If they contract the disease, there is a 46.3 percent chance they will die within a decade of their diagnosis.
Men have a slightly higher risk of getting cancer, at 45 percent.
They also have a higher risk of death: 54.2 percent of male cancer patients die 10 years after their diagnosis.
By cancer type, sex-specific cancers were among the most common.
About one in six men (16.7 percent) will develop prostate cancer in their lifetime, and a similar proportion of women (14.3 percent) will develop breast cancer.
Despite being more common, patients with these types of cancer are more likely to recur in the next decade than other forms of the disease.
The minority of men, about one in six (16.2 percent), with prostate cancer will die within 10 years of their diagnosis.
In the case of breast cancer patients, the number of deaths in a decade is just under one in four (24.1 percent).
Lung cancer is the next most common cancer in both sexes, affecting 7.1 percent of men and 7.7 percent of women, respectively.
It is also one of the deadliest. Among male patients, 96 percent die within 10 years of their diagnosis, while among women the figure is 93.5 percent.
Bowel cancer, the same type of disease that killed Dame Deborah James aged 40 in 2022, is the third most common form of cancer by type in the data.
It affects approximately one in 20 men (5.9 percent) and women (5 percent).
Of the men who contract the disease, 44 percent die in that decade, and among women the figure is 42.8 percent.
Pancreatic cancer, famous for its subtle symptoms which mean it is often detected at later and less treatable stages, is the deadliest cancer among the CRUK data analysed.
The vast majority of men and women with this type of cancer (98.9 percent) die within 10 years of diagnosis.
Lung cancer is the next most deadly cancer, followed by cancers of the esophagus, the tube that connects the mouth and stomach, and cancers of the brain and nervous system.
More than 85 percent of patients with these cancers will die within 10 years of their diagnosis.
According to CRUK data, an average of just over 375,000 new cases of cancer are detected in the UK each year.
Of these, almost two in five (38 percent) cases are preventable, having been triggered by long-term factors such as smoking or obesity.
Cancer survival rates, while useful in demonstrating different health outcomes for different types of disease, are a general figure and do not reflect the specific details of each case.
For example, the data do not differentiate cancer survival based on the stage at which the disease was detected.
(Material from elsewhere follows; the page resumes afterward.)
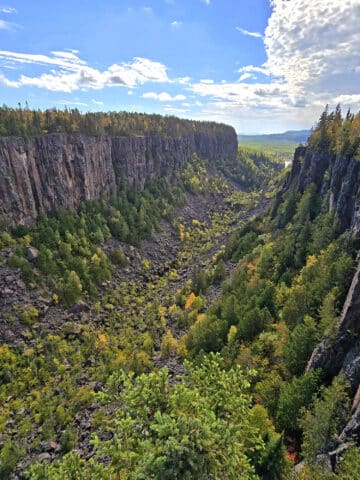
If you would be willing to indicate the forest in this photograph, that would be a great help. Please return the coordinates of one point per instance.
(27, 123)
(191, 370)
Patients whose cancers are detected earlier are often more likely to have more effective treatment than a patient whose disease is only detected in its later and possibly final stages.
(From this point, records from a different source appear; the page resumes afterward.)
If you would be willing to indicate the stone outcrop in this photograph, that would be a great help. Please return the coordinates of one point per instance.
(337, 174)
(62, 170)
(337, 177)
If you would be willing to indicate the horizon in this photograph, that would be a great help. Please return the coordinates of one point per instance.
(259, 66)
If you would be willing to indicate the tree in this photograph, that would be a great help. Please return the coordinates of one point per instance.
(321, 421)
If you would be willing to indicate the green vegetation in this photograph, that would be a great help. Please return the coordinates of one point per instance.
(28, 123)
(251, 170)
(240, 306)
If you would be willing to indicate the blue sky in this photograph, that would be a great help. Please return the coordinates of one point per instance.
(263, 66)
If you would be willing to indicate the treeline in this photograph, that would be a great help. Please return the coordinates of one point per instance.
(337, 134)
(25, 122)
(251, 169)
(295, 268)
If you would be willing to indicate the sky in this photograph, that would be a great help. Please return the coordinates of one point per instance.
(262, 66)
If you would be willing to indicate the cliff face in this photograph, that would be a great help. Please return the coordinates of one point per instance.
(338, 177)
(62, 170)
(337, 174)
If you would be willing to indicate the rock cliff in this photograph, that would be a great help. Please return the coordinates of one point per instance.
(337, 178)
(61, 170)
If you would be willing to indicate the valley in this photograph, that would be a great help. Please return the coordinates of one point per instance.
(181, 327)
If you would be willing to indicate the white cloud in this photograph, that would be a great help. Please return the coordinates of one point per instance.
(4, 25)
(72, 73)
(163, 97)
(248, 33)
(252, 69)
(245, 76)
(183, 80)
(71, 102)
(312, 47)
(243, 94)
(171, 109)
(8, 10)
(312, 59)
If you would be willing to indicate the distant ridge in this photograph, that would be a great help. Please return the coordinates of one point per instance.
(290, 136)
The data also do not take into account differences between the patients themselves.
Younger patients, who typically have fewer long-term health problems than older patients, may experience fewer or fewer health complications from their illness or treatment, which may influence survival rates.
There are more than 200 different types of cancer and symptoms vary depending on the type.
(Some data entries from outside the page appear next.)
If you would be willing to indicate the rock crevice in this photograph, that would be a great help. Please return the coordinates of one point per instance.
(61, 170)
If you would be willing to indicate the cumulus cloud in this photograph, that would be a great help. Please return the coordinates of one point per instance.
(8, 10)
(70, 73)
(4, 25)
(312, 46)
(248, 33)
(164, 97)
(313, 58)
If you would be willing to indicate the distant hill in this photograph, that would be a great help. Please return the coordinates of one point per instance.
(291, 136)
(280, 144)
However, the NHS warns that some of the most common signs include a new lump that appears suddenly, unexplained bleeding and changes in bowel habits.
Others include cough or swelling that lasts three weeks or more, changes in moles, unexplained weight loss, or jaundice in which the skin and eyes take on a yellow tint.
This list is not universal and the health service urges anyone who has any changes to their body that worry them to contact their GP.
In many cases, said symptom or symptoms will not be caused by cancer.
However, the NHS says it is important to check them just in case, as well as addressing other possible health conditions that could be causing the problem.